Traquair Brewery of Scotland is the oldest in Merchant du Vin’s portfolio, with origins dating back to 1107 AD and an unbroken family ownership history to 1491. Westmalle Brewery of Belgium was founded in 1794 by Trappist monks, who still oversee the brewing process there today. The flagship brewery in the portfolio is Samuel Smith’s, which was established in England in 1758, introduced to the U.S. market in 1978 by Merchant du Vin, and is credited with being the benchmark for the still-evolving U.S. craft beer movement.

“I’m a huge history nerd, and each one of these breweries has a special and historical meaning in our industry,” says Robert Watts, Merchant du Vin’s southwest regional manager. “The various Samuel Smith beer styles are the original styles so many of your American craft breweries try to emulate. In fact, it’s safe to say that Samuel Smith is the reason the American craft beer business is where it’s at today.”

Samuel Smith’s brewery will have three different beers at Golden Nugget. Among them is its organic chocolate stout that Tarwater says festival guests should mix with Lindeman’s raspberry lambic in a combination called a chocolate truffle.

“I guarantee if people do that they will fall in love with that combination,” Tarwater says.

Smith’s oatmeal stout has an interesting history dating back to 1858, according to Watts.

“That style was actually created for pregnant women and those nursing infants,” Watts says. “Theoretically, because the infant mortality rate was high back then and you didn’t have the pharmaceutical industry we have today, doctors used to tell women to drink stouts to help replace the iron deficiencies women tend to have during and after childbirth. Well, most women didn’t like stouts, so Samuel Smith added oatmeal malt to the beginning of the brewing process — which has a very silky, roasted oak-like texture to it — and women loved it. And along with helping to replenish a woman’s iron levels, it added iron to breast milk to help build the baby’s immune system, too.”

Golden Nugget will also have a Belgian brewery called Green’s represented at the event that produces gluten-free beers and ales.

“This is the most unique combination of breweries in our seven-year history, and I truly believe that our guests will have their eyebrows raised and gain a whole new appreciation for beers, old-world and new-world,” Tarwater says.

Golden Nugget Executive Chef Bobby Hettmannsperger will prepare a buffet spread for the festival that includes artisan-flavored pepperonis and German sausages; Bavarian soft and hard pretzels with assorted dipping sauces, mustards and smoked gouda fondue; mini Philadelphia cheesesteaks; Coney Island hot dogs with sauerkraut and grain mustard; Buffalo chicken with blue-cheese drizzle; and Jersey corn and edamame quesadillas.

Meanwhile, the five-man rock band Seven Stone will provide the entertainment.

Resorts keeps it new

Resorts’ Vice President of Food and Beverage Edward Batten says that besides being affordable, the key to Resorts’ Craft Beerfest’s success over the past five years has been bringing in the latest brands that suds aficionados want to sample.

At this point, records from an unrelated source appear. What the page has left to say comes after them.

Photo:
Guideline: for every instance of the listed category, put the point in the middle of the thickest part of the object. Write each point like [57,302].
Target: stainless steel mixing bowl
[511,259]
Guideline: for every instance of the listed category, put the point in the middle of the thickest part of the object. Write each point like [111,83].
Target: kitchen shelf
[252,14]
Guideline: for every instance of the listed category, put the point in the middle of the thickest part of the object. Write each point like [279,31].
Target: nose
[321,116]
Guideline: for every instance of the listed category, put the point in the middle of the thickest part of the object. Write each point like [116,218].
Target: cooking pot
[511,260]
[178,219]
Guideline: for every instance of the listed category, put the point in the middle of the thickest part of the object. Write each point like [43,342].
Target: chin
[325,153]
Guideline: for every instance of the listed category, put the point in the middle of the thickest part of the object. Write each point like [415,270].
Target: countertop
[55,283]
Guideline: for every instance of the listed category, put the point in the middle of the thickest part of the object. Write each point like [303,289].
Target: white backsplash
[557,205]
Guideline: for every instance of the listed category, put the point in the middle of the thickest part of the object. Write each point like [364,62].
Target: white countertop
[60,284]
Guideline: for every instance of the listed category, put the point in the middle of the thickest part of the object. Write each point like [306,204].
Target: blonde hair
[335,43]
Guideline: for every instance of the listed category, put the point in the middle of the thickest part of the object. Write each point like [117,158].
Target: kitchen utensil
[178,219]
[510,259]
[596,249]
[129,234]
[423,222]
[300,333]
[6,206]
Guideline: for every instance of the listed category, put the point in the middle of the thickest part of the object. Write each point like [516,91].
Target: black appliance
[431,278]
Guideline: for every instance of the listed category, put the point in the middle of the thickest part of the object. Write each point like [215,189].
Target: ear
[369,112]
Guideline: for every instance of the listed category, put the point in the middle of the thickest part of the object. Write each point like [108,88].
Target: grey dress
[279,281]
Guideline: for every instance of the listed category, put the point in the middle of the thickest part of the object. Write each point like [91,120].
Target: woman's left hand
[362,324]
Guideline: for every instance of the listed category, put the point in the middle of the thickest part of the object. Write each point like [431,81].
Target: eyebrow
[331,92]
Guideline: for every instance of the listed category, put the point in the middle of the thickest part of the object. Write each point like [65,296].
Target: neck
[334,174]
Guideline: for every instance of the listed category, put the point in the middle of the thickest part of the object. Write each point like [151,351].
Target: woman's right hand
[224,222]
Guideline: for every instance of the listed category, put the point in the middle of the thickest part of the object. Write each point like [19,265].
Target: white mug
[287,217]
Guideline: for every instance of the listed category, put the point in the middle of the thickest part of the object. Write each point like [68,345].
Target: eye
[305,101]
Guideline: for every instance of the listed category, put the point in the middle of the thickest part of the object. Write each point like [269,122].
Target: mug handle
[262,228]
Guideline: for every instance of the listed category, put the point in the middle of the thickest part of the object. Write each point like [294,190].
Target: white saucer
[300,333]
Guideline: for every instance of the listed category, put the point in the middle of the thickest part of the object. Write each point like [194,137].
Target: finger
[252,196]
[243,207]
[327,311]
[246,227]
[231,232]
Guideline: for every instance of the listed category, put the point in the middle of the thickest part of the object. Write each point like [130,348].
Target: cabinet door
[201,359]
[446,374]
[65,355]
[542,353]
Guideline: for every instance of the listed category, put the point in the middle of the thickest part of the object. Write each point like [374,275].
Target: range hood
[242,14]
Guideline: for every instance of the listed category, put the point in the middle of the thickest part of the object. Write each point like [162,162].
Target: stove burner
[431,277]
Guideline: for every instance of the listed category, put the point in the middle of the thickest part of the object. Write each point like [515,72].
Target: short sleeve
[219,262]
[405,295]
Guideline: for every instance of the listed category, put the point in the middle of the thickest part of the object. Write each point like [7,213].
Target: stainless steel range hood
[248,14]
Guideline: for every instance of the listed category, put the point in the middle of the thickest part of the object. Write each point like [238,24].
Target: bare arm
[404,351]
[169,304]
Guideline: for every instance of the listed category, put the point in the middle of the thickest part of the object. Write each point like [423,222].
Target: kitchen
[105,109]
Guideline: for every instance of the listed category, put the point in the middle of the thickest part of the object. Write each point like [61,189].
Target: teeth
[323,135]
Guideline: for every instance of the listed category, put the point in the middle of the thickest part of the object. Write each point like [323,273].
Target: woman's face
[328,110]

“We’ll be bringing back Dogfish Head pumpkin ale and others people love this time of year, but we always try to add new elements and switch things up from year to year,” Batten says. “And that includes every aspect of the event, not just the beers.”

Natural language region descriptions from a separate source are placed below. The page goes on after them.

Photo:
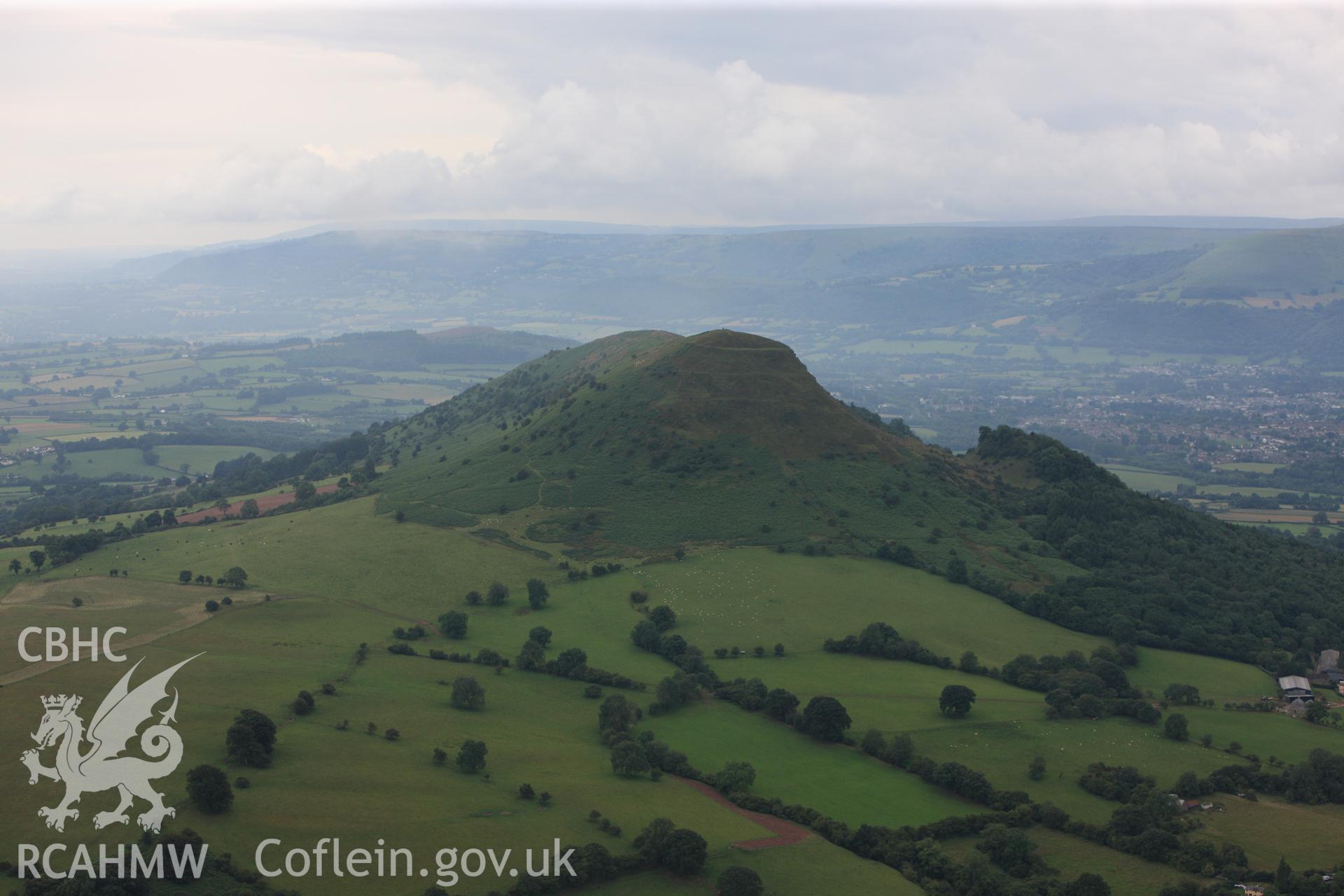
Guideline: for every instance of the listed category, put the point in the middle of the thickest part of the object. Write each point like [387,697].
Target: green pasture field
[811,867]
[340,551]
[1296,528]
[141,608]
[838,780]
[1249,466]
[1296,828]
[403,393]
[1245,489]
[350,575]
[538,729]
[1073,856]
[111,463]
[1142,480]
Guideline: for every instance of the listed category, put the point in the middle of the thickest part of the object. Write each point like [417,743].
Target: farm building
[1294,687]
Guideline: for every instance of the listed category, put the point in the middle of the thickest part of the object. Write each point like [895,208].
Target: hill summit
[648,441]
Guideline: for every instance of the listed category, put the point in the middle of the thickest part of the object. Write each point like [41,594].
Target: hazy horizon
[160,128]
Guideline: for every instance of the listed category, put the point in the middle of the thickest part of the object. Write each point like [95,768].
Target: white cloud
[233,124]
[305,184]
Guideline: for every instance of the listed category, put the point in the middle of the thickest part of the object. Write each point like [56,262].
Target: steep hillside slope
[1282,261]
[647,442]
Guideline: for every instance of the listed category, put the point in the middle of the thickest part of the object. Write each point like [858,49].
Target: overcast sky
[151,127]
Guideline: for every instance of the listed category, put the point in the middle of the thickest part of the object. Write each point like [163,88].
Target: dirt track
[785,832]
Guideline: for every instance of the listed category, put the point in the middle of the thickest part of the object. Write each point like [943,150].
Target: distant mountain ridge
[645,442]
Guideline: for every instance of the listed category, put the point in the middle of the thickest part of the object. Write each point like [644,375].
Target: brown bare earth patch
[265,503]
[785,832]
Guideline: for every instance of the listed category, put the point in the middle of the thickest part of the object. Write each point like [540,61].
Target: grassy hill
[790,507]
[1272,262]
[648,442]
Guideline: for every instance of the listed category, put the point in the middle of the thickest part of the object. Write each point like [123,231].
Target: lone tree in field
[209,788]
[617,713]
[737,880]
[736,776]
[663,617]
[824,719]
[956,700]
[1176,727]
[468,694]
[629,758]
[780,704]
[683,852]
[302,703]
[470,758]
[251,739]
[531,657]
[1183,695]
[454,625]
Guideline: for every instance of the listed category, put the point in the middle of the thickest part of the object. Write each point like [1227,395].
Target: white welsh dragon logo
[102,766]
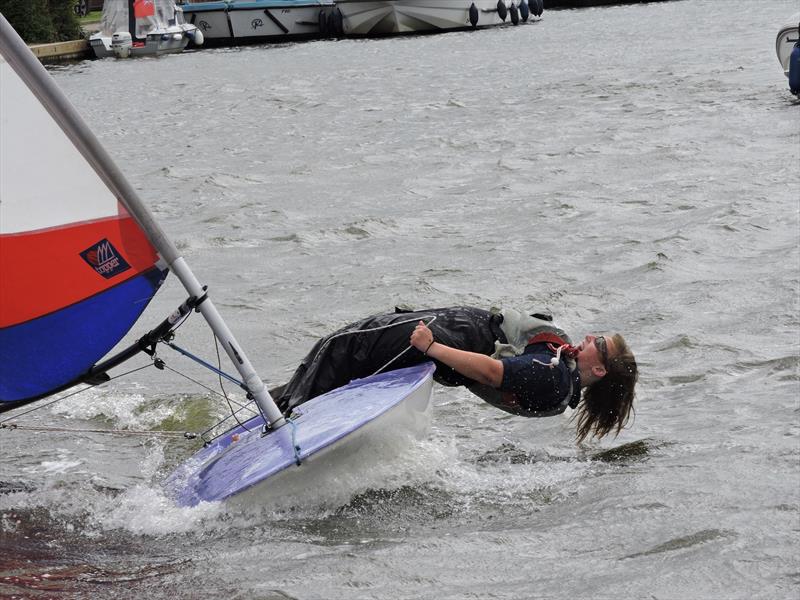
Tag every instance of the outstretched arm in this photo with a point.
(474, 365)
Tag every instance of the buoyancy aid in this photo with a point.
(519, 329)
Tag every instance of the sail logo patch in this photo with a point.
(105, 259)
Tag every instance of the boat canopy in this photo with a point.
(148, 15)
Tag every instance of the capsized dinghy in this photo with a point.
(80, 258)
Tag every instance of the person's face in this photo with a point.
(593, 354)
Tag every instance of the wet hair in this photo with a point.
(607, 404)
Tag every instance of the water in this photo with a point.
(628, 168)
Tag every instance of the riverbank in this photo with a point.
(68, 50)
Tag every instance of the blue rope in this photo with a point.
(295, 445)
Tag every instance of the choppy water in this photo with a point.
(628, 168)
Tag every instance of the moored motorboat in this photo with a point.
(142, 28)
(242, 21)
(787, 46)
(389, 17)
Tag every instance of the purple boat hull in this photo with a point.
(337, 424)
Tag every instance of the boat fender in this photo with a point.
(794, 69)
(338, 22)
(121, 43)
(524, 10)
(473, 15)
(196, 36)
(502, 11)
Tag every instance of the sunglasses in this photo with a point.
(602, 347)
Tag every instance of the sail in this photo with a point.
(76, 270)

The band that performed at Resorts’ inaugural festival is a somewhat offbeat ‘80s tribute combo called Weird Science — a foursome whose members go by twists on retro-star names such as Myndi Lauper, Willy Idol, LL Cool K and C.C. D’Skillz.

“People loved them the first year we did the festival, and the only reason we didn’t bring them back is because we wanted to switch things up,” Batten says. “But five years is long enough.”

Resorts’ Craft Beerfest food offerings will include $5 crabby fries, $8 pretzel cheesesteaks and $9 shaved prime rib sandwiches.

New brews at Resorts include Tank 7 Farmhouse Ale from Boulevard Brewing Company of Kansas City, MO.; an IPA called Neon Gypsy from DuClaw Brewery of Baltimore, MD., and several others.

“We also have a newcomer from Cigar City Brewing in Tampa, Fla., called Jai Alai, which is a popular IPA down there with a citrusy, clean flavor to it,” Batten says. “They’ll also be bringing a Belgian-style white ale called Florida Cracker that has a spicy taste and is really good, too.”